The Justin Sun Connection
According to an affidavit from Archblock's current general counsel Michael Blank, the firms sold TrueUSD to Justin Sun-connected Techteryx in December 2020 for approximately $28 million. Control of TrueUSD's private keys transferred to Techteryx as part of the sale. Because when you're dealing with someone who once paid $4.6 million to have lunch with Warren Buffett, clearly the due diligence is just a formality. Archblock was to help Techteryx operate the stablecoin under an "ongoing services agreement with revenue-sharing components." This arrangement became something Archblock was "almost entirely reliant on" for revenue. In 2024, Techteryx stopped paying several million dollars in outstanding invoices.

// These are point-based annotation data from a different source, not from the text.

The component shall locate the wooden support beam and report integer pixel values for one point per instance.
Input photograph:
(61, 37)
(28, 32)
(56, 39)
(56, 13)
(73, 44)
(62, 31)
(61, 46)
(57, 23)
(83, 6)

Nothing like building your entire business model on a guy who calls himself a "blockchain entrepreneur" and has more SEC lawsuits than actual product launches.
The Trust Fund Fiasco
The nonpayment came after a series of extended legal disputes involving Legacy Trust, First Digital Trust, and the Aria Commodity Finance Fund. The firms originally contracted with Legacy Trust for escrow services, later transferred to First Digital Trust. That trust negotiated rights to manage some funds, placing them in the Aria Commodity Finance Fund—marketed as a low-risk fund. "Low-risk" in crypto apparently means "invested in speculative activities and stopped responding to redemption requests." This contributed to an SEC lawsuit, which was settled. Despite the settlement, TrueUSD remains substantially reserved by these assets and by a $500 million line of credit reportedly provided by Sun. So your stablecoin is backed by a mystery fund that couldn't redeem itself and a line of credit from a guy who literally has "wanted by SEC" as a personality trait.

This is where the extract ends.